On Blogging Again
It’s been a long time since I’ve touched this little corner of the internet. Writing blog posts used to be effortless, a much needed break from the struggles of fiction writing, but over time the process began to shift. I started to overthink every word, and still nothing I wrote was good enough. It didn’t help that blogging as a medium died a slow, quiet death. I’ve gone back and forth about starting a newsletter instead, something that would probably be more useful for me in the long term (building an email list and all that) but frankly I don’t think I have enough to say right now to justify clogging up someone’s already full inbox. So I’ve come back to this, a place where I can write without pressure, a bulletin board for my creative life.
Since it’s been almost 2 years since I posted anything here, let’s have a little recap, shall we? I love seeing how other artists and writers break up their time – how long it takes them to finish projects, how they choose what to focus on. I’m far from consistent, but I think it’s interesting to see the flow of my creative efforts over the course of a year.
- January – May: Finished the first draft of a novella project. Typing “The End” on a new draft was such a relief. I hadn’t finished a draft of anything longer than a short story since 2018, after many, many false starts.
- June – September: Chipped away at my current novel in progress. Wrote several short stories, including my first-ever horror story. I submitted a story to Taco Bell Quarterly, which is exactly what it sounds like: a literary magazine dedicated entirely to Taco Bell. I’m really proud of that story – I wrote something entirely out of my comfort zone, and loved every second of it. If it gets rejected, I’ll be sure to post it in-full here 🙂
- October – November: My friends and I tabled at Houston zine fest, so I spent the bulk of these two months prepping for that. Making art is such a satisfying change of pace from writing, because it’s so much easier to see your progress. It may seem like a small thing, but having a physical end product rather than 80,000 words tucked away in a Scrivener doc can make a world of difference. Also, Zine Fest was a blast!

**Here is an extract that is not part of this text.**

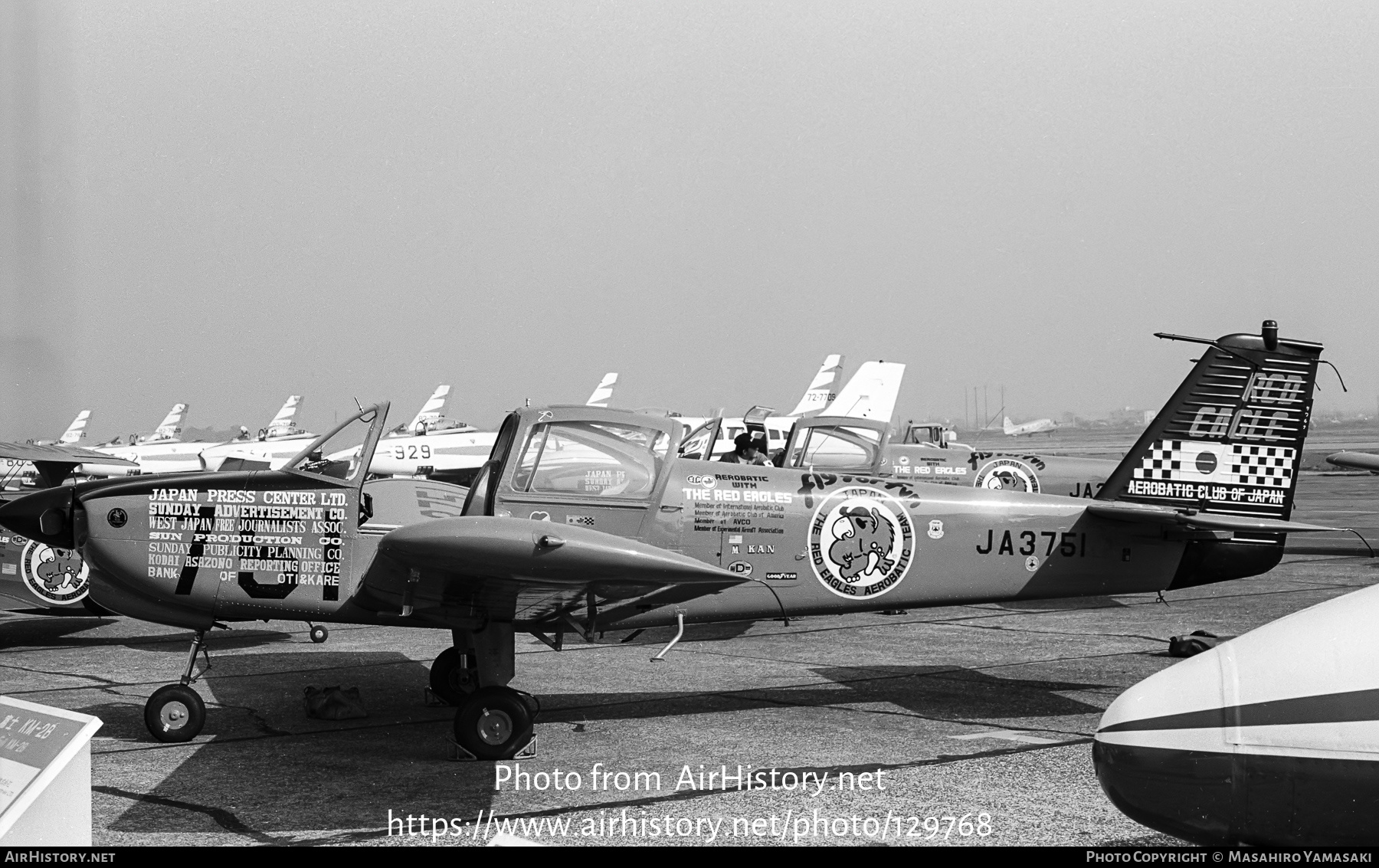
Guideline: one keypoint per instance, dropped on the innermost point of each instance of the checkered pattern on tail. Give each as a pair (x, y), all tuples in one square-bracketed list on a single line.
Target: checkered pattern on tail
[(1241, 464), (1163, 461), (1262, 465)]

- December: I’m about 30,000 words into my novel now, and I’m finally starting to hit my stride with it. One of my biggest struggles this year has been finding the energy for creativity around my full time job. I make my best work when I connect with the draft every day, and that just hasn’t been possible recently. Striking that balance between creative consistency and taking care of myself is so freaking hard, but we’re getting there.
One of the things that inspired me to write this blog post in the first place was the YouTube channel of artist Maria Sisul. Her videos are calming and beautifully shot, and she talks about her creative process with such clarity and purpose. Her videos made me realize that I’ve been trying to brute-force my creativity. I’ve been focusing so much on making myself do the work that I’ve forgotten that there are other structures I can implement for myself outside of tracking word count and measuring progress. What does my creative process actually look like? How can I build routines that support both my productivity and the work itself? Seems obvious, huh? Sometimes I get so caught up in gathering the mental energy required to write that I forget the point of writing itself: imagination, play, and storytelling.
This is Where I Leave You
…but hopefully not for long. I’m feeling a little vulnerable and rusty writing this. I’m worried it’s boring to everyone but myself. But I also know that I love reading about other people’s creative lives, from their triumphs all the way down to the routines and schedules that make the work possible. I hope you do, too.